Tackling Coating Application Challenges on Fast-Track Project
Eighty percent of this more than 375,000-square-foot project involved working on concrete substrates. Interior pre-cast tilt-up walls received a water-based polyurethane, and exterior tilt-up walls were sealed with a clear, breathable 100% silane, water-repellant sealer. Polyurea caulk was used as floor joint sealant. Interior CMU walls were coated with a base coat of acrylic block filler followed by multiple coats of low-VOC water-based epoxy. Exterior CMU walls were coated with a base coat of acrylic block filler followed by multiple coats of water-based semi-gloss acrylic.

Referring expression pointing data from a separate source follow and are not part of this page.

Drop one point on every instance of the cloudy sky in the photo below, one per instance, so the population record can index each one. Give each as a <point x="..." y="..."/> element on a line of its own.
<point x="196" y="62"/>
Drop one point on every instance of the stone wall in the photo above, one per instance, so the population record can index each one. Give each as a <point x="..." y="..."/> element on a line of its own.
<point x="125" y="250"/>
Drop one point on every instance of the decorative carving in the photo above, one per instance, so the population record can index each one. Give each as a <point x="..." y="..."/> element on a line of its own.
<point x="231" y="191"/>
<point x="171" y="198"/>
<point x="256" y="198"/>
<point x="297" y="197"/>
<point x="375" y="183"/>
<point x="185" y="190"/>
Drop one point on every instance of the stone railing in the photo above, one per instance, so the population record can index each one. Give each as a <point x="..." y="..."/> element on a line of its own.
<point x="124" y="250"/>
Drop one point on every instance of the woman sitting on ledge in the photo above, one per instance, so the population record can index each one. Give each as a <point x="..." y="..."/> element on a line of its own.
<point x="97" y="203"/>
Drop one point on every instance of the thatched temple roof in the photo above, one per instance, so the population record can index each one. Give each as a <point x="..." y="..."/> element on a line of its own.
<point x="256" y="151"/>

All coatings had the required USDA approval.
The production area’s walls were coated with a clear water-based polyurethane.

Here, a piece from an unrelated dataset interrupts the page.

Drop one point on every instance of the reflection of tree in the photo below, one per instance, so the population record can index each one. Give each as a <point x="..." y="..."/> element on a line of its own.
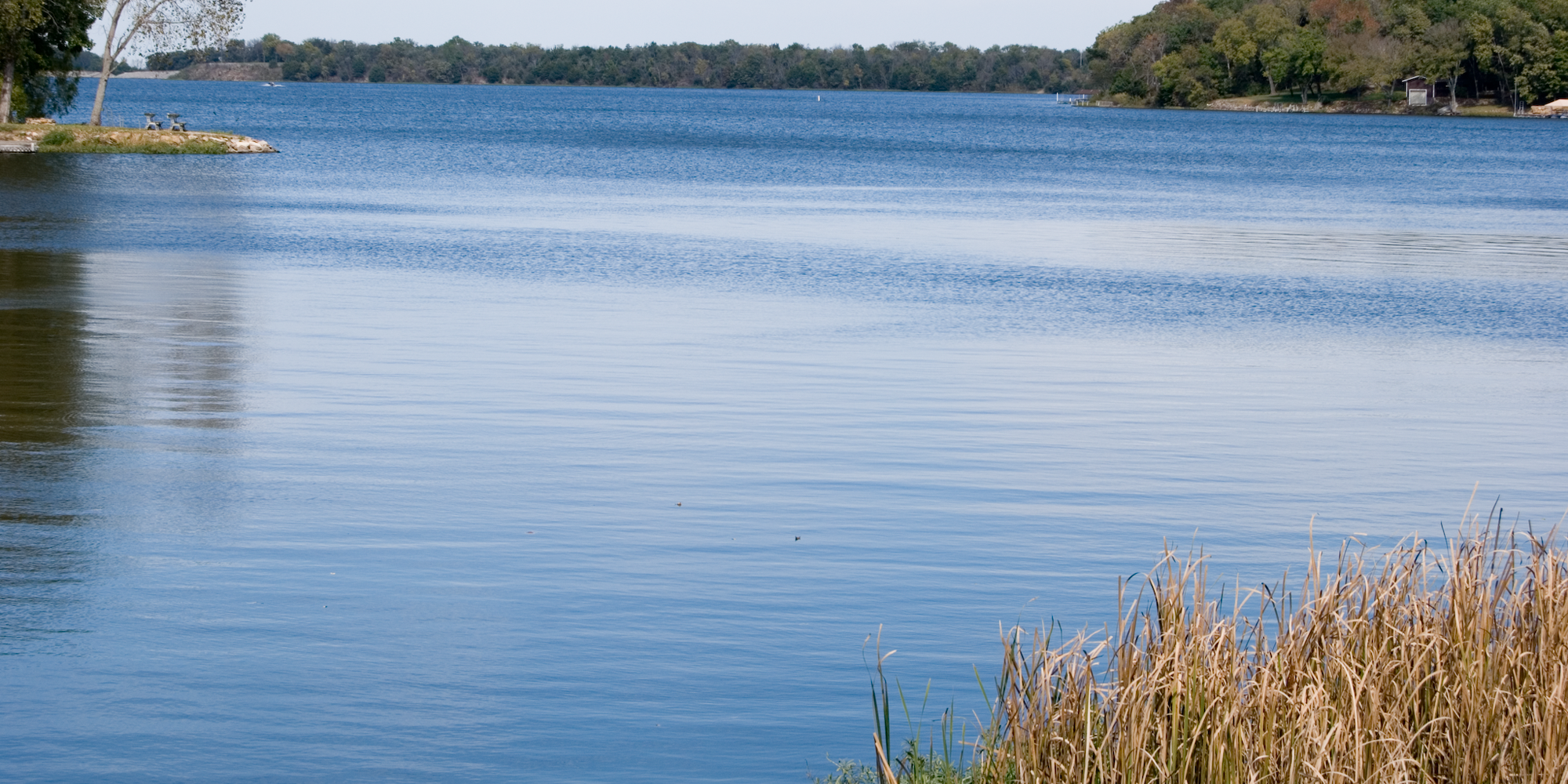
<point x="42" y="349"/>
<point x="167" y="346"/>
<point x="106" y="365"/>
<point x="42" y="396"/>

The project’s biggest challenge was coordinating coating with the work schedules of several hundred other contractor employees performing other trade work and installing equipment at the same time. That coordination required night shift work to avoid conflicts in some cases. Particularly challenging was coating in the mechanical room, a 100-foot-long and 30-foot-tall space lined with machinery, and 50 other construction workers in various trades working there at the same time. It was a tight work space for the 10-man crew. Specified materials for the project included Sherwin-Williams products, BASF items and Metzger-McGuire polyurea caulk.
By mid May, temperatures were more summer-like and painters were finishing change-order work and punch-list items. The last item to be completed was the floor joint sealant in the coolers, which had to be on and cooling at 40 degrees for two weeks before they could be caulked. The crew saw-cut the joints and installed a poly-cell backer rod prior to caulking. Metzger-McGuire caulk was selected because it can be applied at temperatures below freezing.
The mechanical room was filled with about 50 workers from other trades while Vulcan Painters worked in it.